BTW, I think my spellchecker gives the option of English (Jamaica). Could be interesting.
*bastardised*
Er, no, really not. Not according to Fowler
Wikipedia link to entry for Fowler's Modern English Usage.
I know most of us in Rightpondia like to spell everything that ends with an "-ise" sound with an 's' because it saves thinking, but when the ending is an "-ize" suffix to verb a noun-form it is a borrowing from Greek, in which it would have been spelt with a Zeta. The usual transliteration of Zeta into the English alphabet is 'Z'.
The OED records both spellings, but prefers '-ize'.
Since the US didn't exist in either of those centuries, I think that perhaps the argument from that historical linguistic angle is rendered rather moot. Standardi[sz]ed spellings of things didn't really emerge until the arrival of mass literacy (in the 20th century in the UK, and still a work in progress in the US)
In English licence/license, etc. have distinct meanings when written: "c" is the noun, "s" the verb.
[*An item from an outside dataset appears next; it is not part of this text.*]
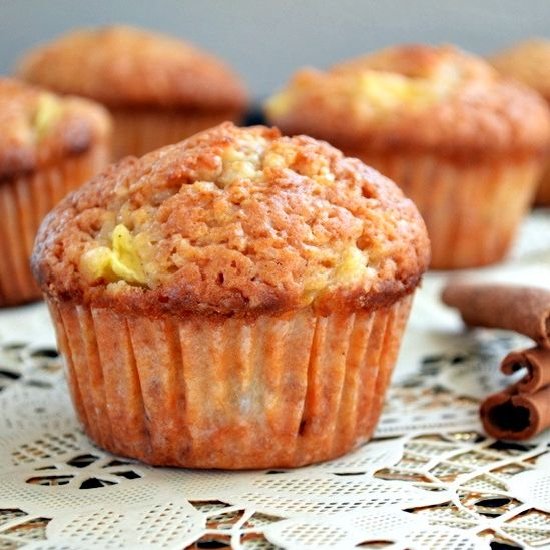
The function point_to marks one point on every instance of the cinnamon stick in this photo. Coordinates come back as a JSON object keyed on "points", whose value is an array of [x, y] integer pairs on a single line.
{"points": [[522, 309], [516, 416], [537, 363]]}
Yes, I know you can't hear the difference but that's the explanation. More details are available from the classicists.
US English contains some deliberate abberations. Some of them good, some of them stupid: defense but fence. If we're going to use "z" surely, it should be "vizualize"? British English reintroduced French spelling for some words (colour, autumn, etc.) after US independence. Although it's been clear for hundreds of years that English spelling is illogical and inconsistent, it doesn't stop people from using this as an argument for more arbitrary changes.
My biggest beef with US English is that it seems more susceptible to the bullshit coined in the various marketing departments. This often leads to unnecessary verbosity – creating nouns from verbs where nouns already exist – or confusing terseness as in the current fad for dropping prepositions from intranstitive verbs (protest this, appeal something, etc.).
But language moves on and both countries are fortunately admirably resistant to prescriptive dictums such as those trying to force data as a plural on us.
But language moves on and both countries are fortunately admirably resistant to prescriptive dictums such as those trying to force data as a plural on us.
The "data/datum" argument is a bit of a subtle one. "Datum" is unambiguously talking about a single piece of data, however "data" as a singular mass noun kind-of makes sense as well (as in saying "this data" to mean "this mass of data", as opposed to "these data" to signify countable data, and "this datum" as a single one of them.)
I short, it's because data is both the plural of a countable noun (datum) and the plural and singular of a mass noun. So "fewer data" and "less data" are both valid, but one means having fewer of the countable data (e.g. one less datum), and "less data" means less of it (e.g. 50% of the data is less than 60% of it, but 5 data are fewer than 6 of them).
Confused? The English language is just getting started...
Oh, I know the reasoning behind it and can counter it with "spaghetti" and "date/dates", which have the same etymology. In English, the collective noun "data" makes more sense giving us the option to be more specific when necessary. To persist with it is to pursue more pseudo-scientific linguistic meddling. I think I want a t-shirt with that on it!
Medium and media have the same problem as datum/data.
Worse, I have a book on XML Schema by an author (or maybe his editor) who obviously thought they were clever enough to know "schema" followed the same pattern and was a plural noun. It isn't. Schemas seems to have become acceptable as a plural alongside the original schemata. But the frequent use of "schemas are" sets my teeth on edge. Oh well, I don't need to read about XML very much these days.